CU-Boulder history Professor Robert Hohlfelder, an internationally known underwater archaeologist, said scholars have long been in awe of the engineering feats of the early Romans. A former co-director of the international Caesarea Ancient Harbor Excavation Project, he said the research effort was spurred by the stunning hydraulic concrete efforts undertaken at Caesarea Harbor in present-day Israel and elsewhere in the Mediterranean before the time of Christ.
Hohlfelder, who teamed up on the project with London architect and archaeologist Christopher Brandon and Greek and Roman Studies Professor John Peter Oleson of Canada's University of Victoria, said the writings of ancient Roman Pollio Vitruvius provided a key starting point. Vitruvius published 10 books on architecture circa 25 B.C. describing the building and engineering methods practiced during the Roman Empire, including ancient harbor construction.
"The writings of Vitruvius are a window on the engineering efforts of ancient Romans," said Hohlfelder. "But we still had a number of questions about the use of ancient hydraulic concrete, and felt the only way to answer them was to attempt our own project based on what the ancients did and the materials they used."
The three researchers formed the Roman Maritime Concrete Structure Study, or ROMACONS, in 2002, and began collecting and testing hydraulic concrete cores from early Roman structures around the Mediterranean region.

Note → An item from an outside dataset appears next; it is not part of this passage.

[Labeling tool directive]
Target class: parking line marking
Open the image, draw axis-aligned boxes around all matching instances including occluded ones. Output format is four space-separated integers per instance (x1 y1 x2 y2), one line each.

In addition to analyzing the composition and strength of different cores, they also were able to trace raw materials to specific Mediterranean sources with the help of CU-Boulder geology Professor Charles Stern, illuminating ancient trading patterns.

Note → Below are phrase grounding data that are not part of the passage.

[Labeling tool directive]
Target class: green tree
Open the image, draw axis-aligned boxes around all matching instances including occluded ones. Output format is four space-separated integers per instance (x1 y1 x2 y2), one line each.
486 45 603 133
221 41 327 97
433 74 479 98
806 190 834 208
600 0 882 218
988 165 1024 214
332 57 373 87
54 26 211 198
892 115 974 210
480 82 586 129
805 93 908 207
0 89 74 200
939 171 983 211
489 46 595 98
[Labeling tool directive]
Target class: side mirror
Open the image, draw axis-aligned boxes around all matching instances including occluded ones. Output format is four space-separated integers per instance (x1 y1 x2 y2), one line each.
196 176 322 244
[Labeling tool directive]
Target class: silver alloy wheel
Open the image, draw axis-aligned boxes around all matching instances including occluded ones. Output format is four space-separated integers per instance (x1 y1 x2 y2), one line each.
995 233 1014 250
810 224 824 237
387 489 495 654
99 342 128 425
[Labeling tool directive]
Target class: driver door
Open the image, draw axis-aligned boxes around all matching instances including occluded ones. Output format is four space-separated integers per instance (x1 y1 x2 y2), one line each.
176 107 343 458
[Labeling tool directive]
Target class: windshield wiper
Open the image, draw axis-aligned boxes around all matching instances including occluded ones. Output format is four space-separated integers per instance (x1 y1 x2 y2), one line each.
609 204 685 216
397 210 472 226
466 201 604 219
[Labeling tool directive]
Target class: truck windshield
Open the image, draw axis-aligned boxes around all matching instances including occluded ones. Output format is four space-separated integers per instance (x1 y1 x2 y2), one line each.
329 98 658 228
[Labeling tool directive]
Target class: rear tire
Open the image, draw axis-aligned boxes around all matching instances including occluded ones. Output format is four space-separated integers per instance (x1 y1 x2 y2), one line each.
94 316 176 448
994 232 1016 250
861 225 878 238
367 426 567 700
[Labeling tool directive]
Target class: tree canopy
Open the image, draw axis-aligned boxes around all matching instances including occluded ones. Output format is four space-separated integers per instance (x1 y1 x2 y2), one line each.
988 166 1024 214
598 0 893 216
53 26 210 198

While Vitruvius explained how to build the wooden forms for underwater concrete structures, he did not specify how they were anchored to the seafloor, how the mortar was poured, how aggregate materials like stone chunks were added or how long it took the concrete to cure, Hohlfelder said.
In 2004, the team obtained a study site through the Italcemente Group, an Italian concrete company with a marine testing station in the harbor of Brindisi, Italy, to build a free-standing concrete pier, or "pila" -- a common feature in ancient Roman harbors. They designed the pila to be small -- about two meters on a side and two meters high -- reaching just above the water's surface at high tide, he said.

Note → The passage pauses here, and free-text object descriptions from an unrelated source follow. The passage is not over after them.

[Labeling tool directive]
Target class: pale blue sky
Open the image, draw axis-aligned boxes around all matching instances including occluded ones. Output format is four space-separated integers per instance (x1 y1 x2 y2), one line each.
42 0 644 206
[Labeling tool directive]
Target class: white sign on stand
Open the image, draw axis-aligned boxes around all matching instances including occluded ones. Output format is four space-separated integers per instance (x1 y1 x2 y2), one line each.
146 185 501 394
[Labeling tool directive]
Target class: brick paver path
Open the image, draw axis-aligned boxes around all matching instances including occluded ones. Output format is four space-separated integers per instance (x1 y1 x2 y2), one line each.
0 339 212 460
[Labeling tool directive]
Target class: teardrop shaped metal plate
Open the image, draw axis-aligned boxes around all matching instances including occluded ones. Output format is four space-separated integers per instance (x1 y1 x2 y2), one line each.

In September 2004 the team drove wooden planks into the submerged seafloor to make the forms, which were reinforced with horizontal beams to form a box. "We had seen impressions of these vertical wooden planks in Roman concrete, and wondered if the cracks between planks had to be caulked to prevent concrete leakage," he said. "But the thick mix they used may have made this unnecessary."
They used the Roman recipe for concrete passed down by Vitruvius. It included seawater, lime and sand (pozzolana) and chunks of volcanic rock from the Bay of Naples -- the same source for material used in ancient construction efforts at Caesarea and elsewhere in the region. The lime powder combined with sand and water made up the mortar, which would bind the aggregate into a solid mass of concrete.
Individual loads of the mortar were plopped into the form by the team using a wicker basket rigged with a "trip-line" modeled after ancient Roman illustrations of construction scenes with similar baskets and from actual artifacts recovered by archaeologists from an ancient shipwreck site near Pisa, he said. The team used hand tools to tamp the aggregate into the mortar as the structure slowly rose from the seafloor.
The three men finished the pila in September 2004 after using 13 tons of raw material and expending 273 work-hours, capping the top with paving stones in the manner of the early Romans. "We believe this is the first structure built with these materials and techniques in at least 1,600 years," said Hohlfelder.
The team will extract cores from the pila and analyze them later this year to assess the underwater curing rate of the concrete, he said.
"We think we have a better idea now about what went on day-to-day when Caesarea Harbor and other ports in the Mediterranean were being constructed," he said.
Hohlfelder has studied ancient shipwreck remains off Cyprus, Greece and Israel and 10 ancient harbors -- including the submerged town of Aperlae in present-day Turkey -- during his academic career at CU-Boulder.
The 100-acre Caesarea Harbor, the world's first port constructed in the open sea, is considered one of the most innovative and successful engineering feats of the ancient world. Framed by two artificial breakwaters and containing a lighthouse, towers and warehouses that served ships throughout the Mediterranean for more than 1,200 years, the harbor was completed about 15 B.C.